Maximum-likelihood phylogenetic tree of the Rep amino acid sequences of the three unique viruses that belong to the genus Cyclovirus (family Circoviridae). The maximum-likelihood phylogenetic tree is rooted with representative sequences of Rep sequences in the genus Circovirus. Branches with <0.8 aLRT support are collapsed. The clade with the Reps of the cycloviruses from this study is expanded and shown on the right with accession numbers in red bold font.

3.2.2. Genomoviruses

The family Genomoviridae has 10 established genera (Gemycircularvirus, Gemyduguivirus, Gemygorvirus, Gemykibivirus, Gemykolovirus, Gemykrogvirus, Gemykroznavirus, Gemytondvirus, Gemytripvirus and Gemyvongvirus) [63]. Two genomoviruses have been found to infect fungi [64,65] and the rest have been identified in a variety of different sample types with no definite hosts. Members of the Genomoviridae family are classified based on the Rep amino acid sequence phylogeny for genera assignment and a genome-wide pairwise identity threshold of 78% for species demarcation [53]. Genomoviruses represent a large group of viruses that are widespread and were recently found in feces of many animal species, including birds such as mallard, robins, finches, chicken and black birds [12,63]. Genomoviruses have been detected in chicken samples from New Zealand [66] and Brazil [59,67]. The genomoviruses (n = 17) from this study fall in the genera Gemykibivirus (n = 9) and Gemykrogvirus (n = 8) based on the Rep sequence phylogeny (Figure 4). These genomoviruses share >61% genome-wide identity among themselves and with those available in GenBank. Based on their genome-wide pairwise identities, the nine gemykibiviruses were classified into eight species, namely Gemykibivirus anima1, Gemykibivirus cowchi1, Gemykibivirus galga1, Gemykibivirus galga2, Gemykibivirus galga3, Gemykibivirus humas1, Gemykibivirus humas3 and Gemykibivirus monas1 [63]. Of the eight, three are new species (Gemykibivirus galga1, Gemykibivirus galga1, Gemykibivirus galga3) established to classify the new gemykibiviruses from the chicken samples.
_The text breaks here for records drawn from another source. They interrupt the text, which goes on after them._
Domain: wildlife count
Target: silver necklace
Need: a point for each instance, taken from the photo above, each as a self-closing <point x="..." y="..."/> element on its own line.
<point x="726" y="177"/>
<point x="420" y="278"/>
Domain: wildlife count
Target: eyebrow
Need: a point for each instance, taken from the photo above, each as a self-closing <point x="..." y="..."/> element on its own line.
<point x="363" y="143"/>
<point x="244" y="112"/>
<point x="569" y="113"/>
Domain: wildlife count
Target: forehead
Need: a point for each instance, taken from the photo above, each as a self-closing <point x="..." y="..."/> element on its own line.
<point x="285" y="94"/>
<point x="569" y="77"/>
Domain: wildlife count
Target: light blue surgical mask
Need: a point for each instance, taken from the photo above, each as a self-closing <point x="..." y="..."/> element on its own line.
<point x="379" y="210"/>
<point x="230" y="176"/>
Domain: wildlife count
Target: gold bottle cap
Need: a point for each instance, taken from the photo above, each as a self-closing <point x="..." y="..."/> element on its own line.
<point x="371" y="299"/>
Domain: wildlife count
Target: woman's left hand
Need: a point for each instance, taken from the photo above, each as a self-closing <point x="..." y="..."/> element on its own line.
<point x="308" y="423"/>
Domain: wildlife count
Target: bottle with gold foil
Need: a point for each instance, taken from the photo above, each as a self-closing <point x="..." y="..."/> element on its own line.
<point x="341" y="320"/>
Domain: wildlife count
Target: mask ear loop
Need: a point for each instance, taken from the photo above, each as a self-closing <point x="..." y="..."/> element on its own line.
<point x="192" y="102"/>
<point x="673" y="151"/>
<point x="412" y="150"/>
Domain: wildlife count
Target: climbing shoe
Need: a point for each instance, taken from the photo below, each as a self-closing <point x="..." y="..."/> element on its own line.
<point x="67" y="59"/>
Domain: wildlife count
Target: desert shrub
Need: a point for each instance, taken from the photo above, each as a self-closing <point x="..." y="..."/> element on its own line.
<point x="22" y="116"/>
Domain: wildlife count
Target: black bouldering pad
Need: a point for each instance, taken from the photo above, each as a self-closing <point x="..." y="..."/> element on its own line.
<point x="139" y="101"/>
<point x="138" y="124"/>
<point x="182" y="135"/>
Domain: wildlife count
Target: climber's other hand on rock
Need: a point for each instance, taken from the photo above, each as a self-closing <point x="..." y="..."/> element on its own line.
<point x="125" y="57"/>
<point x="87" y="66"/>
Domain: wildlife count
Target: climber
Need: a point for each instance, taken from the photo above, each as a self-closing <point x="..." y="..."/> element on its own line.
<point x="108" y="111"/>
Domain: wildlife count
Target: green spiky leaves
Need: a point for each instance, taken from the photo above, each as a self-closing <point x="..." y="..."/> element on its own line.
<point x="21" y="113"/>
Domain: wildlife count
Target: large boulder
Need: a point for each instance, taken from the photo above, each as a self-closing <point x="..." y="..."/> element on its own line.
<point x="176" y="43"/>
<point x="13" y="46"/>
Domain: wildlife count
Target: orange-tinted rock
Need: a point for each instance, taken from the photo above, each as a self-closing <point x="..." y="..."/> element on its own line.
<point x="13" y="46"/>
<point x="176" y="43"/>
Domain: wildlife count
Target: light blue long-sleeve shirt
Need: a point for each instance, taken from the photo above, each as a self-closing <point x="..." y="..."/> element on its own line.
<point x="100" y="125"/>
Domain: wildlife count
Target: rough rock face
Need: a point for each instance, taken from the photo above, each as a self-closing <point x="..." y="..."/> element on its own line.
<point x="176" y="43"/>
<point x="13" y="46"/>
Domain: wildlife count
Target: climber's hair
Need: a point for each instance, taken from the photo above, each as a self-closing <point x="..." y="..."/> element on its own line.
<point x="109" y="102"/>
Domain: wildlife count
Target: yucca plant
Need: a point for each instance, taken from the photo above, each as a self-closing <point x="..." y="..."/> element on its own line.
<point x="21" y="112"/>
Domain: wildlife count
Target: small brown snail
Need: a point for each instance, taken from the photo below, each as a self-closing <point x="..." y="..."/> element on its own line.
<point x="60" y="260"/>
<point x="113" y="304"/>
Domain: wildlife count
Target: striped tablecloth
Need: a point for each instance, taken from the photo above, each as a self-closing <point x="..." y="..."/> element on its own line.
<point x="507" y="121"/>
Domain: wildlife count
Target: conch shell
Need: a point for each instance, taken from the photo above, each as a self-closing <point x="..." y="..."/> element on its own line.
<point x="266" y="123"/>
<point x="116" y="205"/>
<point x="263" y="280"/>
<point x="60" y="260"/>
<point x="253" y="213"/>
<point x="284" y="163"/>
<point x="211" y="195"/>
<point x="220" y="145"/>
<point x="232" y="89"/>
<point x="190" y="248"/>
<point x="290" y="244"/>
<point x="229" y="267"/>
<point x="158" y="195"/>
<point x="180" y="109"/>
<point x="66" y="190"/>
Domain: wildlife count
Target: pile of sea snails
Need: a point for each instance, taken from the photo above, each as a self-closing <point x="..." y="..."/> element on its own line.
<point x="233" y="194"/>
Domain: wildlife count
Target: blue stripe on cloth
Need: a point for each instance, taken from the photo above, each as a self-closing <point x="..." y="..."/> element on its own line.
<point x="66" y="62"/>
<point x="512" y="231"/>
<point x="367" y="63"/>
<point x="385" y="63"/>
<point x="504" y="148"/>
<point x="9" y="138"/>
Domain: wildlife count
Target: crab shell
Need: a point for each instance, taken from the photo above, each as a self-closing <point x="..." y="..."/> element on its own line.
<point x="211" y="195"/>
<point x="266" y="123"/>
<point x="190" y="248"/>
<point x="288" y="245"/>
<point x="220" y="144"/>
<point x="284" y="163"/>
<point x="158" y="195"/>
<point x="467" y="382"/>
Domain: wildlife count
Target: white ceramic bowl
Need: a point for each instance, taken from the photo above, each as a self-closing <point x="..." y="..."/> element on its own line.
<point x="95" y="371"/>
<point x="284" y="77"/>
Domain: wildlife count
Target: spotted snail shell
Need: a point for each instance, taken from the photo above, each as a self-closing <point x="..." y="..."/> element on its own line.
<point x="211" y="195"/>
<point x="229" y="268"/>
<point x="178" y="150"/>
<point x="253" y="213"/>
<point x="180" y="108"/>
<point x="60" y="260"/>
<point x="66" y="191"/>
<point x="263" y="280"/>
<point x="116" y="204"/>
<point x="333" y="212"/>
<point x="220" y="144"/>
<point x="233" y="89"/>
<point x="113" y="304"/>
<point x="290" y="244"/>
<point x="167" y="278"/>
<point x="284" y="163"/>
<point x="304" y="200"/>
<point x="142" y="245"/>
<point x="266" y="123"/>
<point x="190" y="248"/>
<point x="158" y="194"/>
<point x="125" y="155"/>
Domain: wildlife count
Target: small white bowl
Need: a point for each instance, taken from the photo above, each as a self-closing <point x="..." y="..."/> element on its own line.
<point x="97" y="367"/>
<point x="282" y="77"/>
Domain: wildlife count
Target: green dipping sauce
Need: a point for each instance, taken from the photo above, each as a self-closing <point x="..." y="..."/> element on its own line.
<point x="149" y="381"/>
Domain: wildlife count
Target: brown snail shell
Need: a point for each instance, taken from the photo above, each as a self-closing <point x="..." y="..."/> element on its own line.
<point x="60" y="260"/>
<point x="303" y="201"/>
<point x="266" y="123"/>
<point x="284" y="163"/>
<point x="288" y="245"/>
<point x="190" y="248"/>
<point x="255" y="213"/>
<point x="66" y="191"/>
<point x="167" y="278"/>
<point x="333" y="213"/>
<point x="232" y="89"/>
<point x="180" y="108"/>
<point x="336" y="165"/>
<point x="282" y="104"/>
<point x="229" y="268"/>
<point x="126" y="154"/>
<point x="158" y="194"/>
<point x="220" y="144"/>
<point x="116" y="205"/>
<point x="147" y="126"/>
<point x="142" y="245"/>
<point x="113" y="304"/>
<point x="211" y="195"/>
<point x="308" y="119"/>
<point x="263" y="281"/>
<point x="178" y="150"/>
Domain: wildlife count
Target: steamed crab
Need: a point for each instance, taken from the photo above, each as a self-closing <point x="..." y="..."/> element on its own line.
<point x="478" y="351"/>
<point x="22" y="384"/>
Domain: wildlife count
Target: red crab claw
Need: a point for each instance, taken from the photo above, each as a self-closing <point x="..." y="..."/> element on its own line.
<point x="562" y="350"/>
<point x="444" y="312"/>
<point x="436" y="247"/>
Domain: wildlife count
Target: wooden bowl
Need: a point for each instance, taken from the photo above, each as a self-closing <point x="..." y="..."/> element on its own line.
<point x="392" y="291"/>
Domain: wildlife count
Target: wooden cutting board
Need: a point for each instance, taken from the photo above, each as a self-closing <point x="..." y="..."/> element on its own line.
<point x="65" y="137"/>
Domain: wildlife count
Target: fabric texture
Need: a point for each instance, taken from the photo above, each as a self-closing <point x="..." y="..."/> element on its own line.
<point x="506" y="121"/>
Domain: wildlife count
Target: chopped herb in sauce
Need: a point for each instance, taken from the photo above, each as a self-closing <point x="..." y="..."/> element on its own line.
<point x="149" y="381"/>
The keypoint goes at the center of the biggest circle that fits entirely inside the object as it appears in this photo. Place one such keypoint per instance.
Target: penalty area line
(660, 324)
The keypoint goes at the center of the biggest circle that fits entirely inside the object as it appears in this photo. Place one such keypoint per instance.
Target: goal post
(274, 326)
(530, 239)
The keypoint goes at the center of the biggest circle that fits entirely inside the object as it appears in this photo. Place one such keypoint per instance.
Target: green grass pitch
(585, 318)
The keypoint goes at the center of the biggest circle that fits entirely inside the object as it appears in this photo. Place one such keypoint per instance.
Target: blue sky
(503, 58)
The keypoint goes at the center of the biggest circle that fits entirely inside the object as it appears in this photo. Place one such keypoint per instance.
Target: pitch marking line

On the other hand, the eight gemykrogviruses were classified into seven species, namely Gemykrogvirus apime1, Gemykrogvirus carib1, Gemykrogvirus galga1, Gemykrogvirus galga2, Gemykrogvirus galga3, Gemykrogvirus galga4 and Gemykrogvirus galga5 [63]. Five of the species (Gemykrogvirus galga1, Gemykrogvirus galga2, Gemykrogvirus galga3, Gemykrogvirus galga4 and Gemykrogvirus galga5) in the genus Gemykrogvirus were established to accommodate the genomoviruses from this study (Table 3).

Figure 4

Maximum-likelihood phylogenetic tree of the Rep amino acid sequences of the seventeen unique genomoviruses that belong to the Gemykibivirus (n = 9) and Gemykrogvirus (n = 8) genera. The maximum-likelihood phylogenetic tree is rooted with representative Rep sequences of viruses in the family Geminiviridae. Branches with <0.8 aLRT support are collapsed. The clades with the Reps of gemykibiviruses and gemykrogviruses from this study are expanded and shown on the right with accession numbers in red bold font.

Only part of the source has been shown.